A training program has been developed in Ancona, Italy, to acquire such “easiness.” This has included an optical microscope with digital camera and TV monitor. Such a system allows the pathologist to examine the section under the microscope and then the same image on the monitor and vice versa. The aim is to get the pathologist acquainted with what he/she is used to seeing with CLM and then what he/she can see on the monitor and match the two sources of images. The microscope is usually used at low magnification to have the whole tissue section or most of it on the monitor. Magnification and field of view are changed as needed. The training starts with normal tissue. This is followed by the examination of simple lesions, such as basal cell carcinoma of the skin (see the didactic schematic drawing, Fig. 1). This is then followed by the examination of more complex lesions, such as prostate biopsies and whole mount sections of radical prostatectomies, i.e., one of our major interest.

Fig. 1
figure 1

The didactic schematic drawing. From glass slide to conventional light microscope and an image shown on a TV monitor to digital scanner and a virtual slide seen on a computer monitor

The whole process requires about a week of work. After completing it, pathologists feel confident with moving from glass slide to virtual slides examination. Confident means that the pathologists feel at ease with seeing images and not fields of view in the microscope and, at the same time, change magnification and moving around the image. This is a crucial phase when planning to shift from glass slide to virtual slide. Pathologists, not undergoing such intermediate phase, can take much longer to get used to dealing with virtual cases.

Retamero et al. [7] have dealt with an issue similar to ours. With regard to time needed to transition from CLM to DM, 26% of pathologists reported being ready in less than 24 h, 61% needed between 1 and 7 days, and the remaining 13% between 7 and 14 days.

What the situation could be like in 5 years from now

For sure, routine digital diagnostics in pathology will become routine in many centers, aiming at replacing CLM with DM. However, we have to think that digital diagnostics in pathology depends on the routine work done by a new types of laboratory professionals as well as availability of faster scanners and increased storage capability [6]. There might be a further role for fluorescence confocal microscopy. The acquisition of digital images with this approach required 2 to 5 min, without the need for conventional processing nor equipped laboratory or dedicated personnel, with interpretation done remotely and even in smart working [8]. With multiplex staining on a single slide and high-resolution image analysis, machine vision and deep learning techniques could offer diagnostic algorithms that can be adopted for precise diagnosis, prognosis, and prediction to response to therapy of prostate cancer patients [9]. The adoption of digital pathology will enable the implementation of artificial intelligence (AI)-based algorithms in the routine practice.

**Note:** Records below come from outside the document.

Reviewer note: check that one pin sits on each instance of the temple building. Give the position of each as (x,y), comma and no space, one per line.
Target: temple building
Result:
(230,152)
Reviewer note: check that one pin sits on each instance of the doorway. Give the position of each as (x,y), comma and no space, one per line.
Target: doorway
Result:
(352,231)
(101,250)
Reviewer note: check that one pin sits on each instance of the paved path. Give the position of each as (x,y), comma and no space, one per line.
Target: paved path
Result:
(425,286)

These algorithms have the potential to go beyond the visual assessment of the main histopathological features to capture subtle patterns which are currently beyond human recognition [10].

The question is whether DM will replace permanently CLM. It is difficult to foresee a distant future. However, the way we do pathology is related to CLM and this has to remain at the basis of our profession, at last for the next few years. That is why we need to establish a double LCM/DM workflow as already done in Utrecht [6].

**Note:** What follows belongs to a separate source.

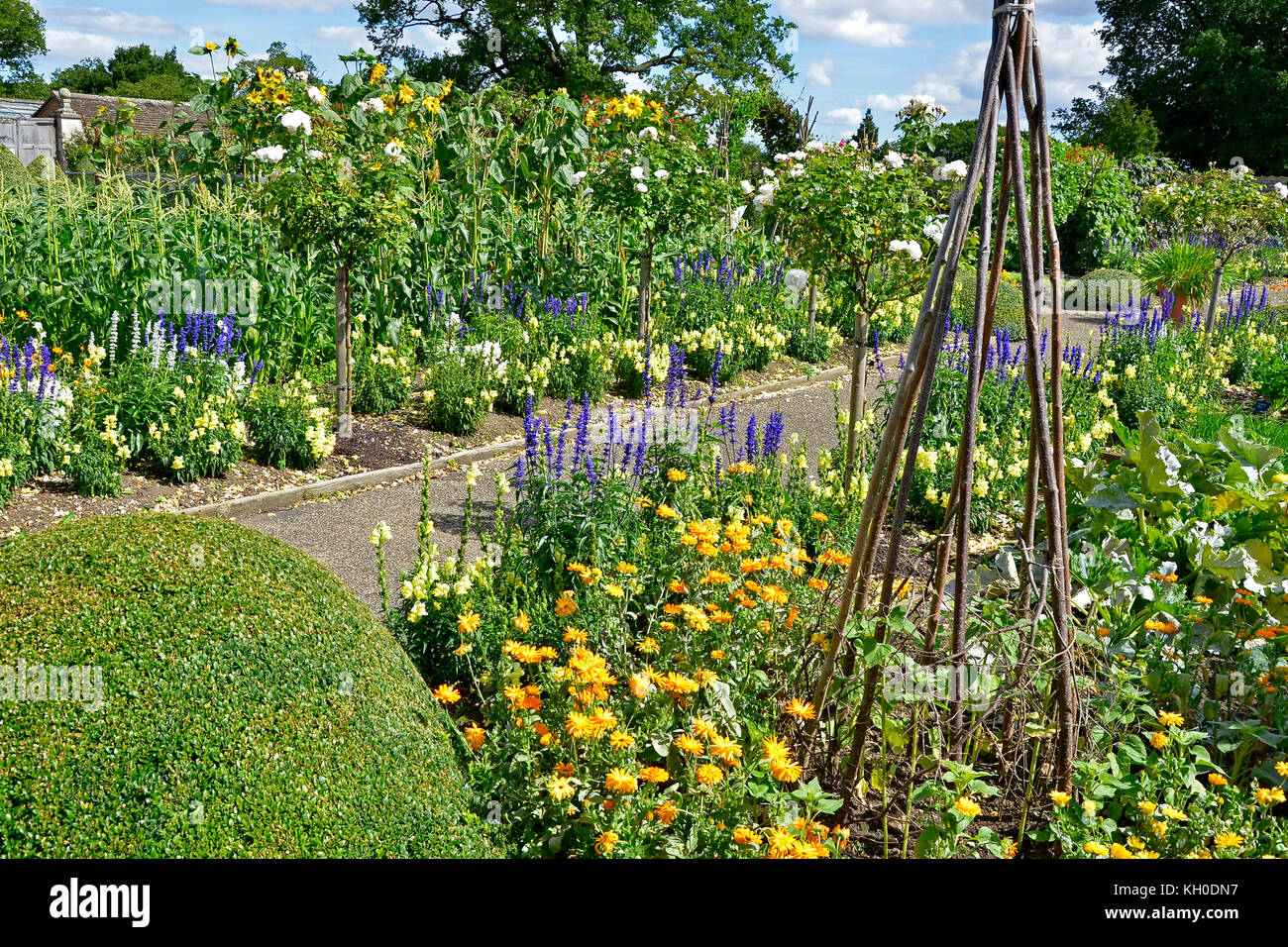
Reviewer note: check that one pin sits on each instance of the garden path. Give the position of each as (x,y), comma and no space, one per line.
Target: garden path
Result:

We focused here on prostate cancer. This is due to the fact that prostate cancer is one of the main topic of research and routine work of the authors of this contribution. Even though we have limited expiring on other tumors of organs other than those included in the uropathology field, we are fully aware of the fact that what was reported here in relation to prostate cancer, others, including Stathonikos et al. [6] have had a similar experience on other organs and types of pathologies. In their recent contribution, Stathonikos et al. [6] also summarized the potential pros and cons of digital pathology.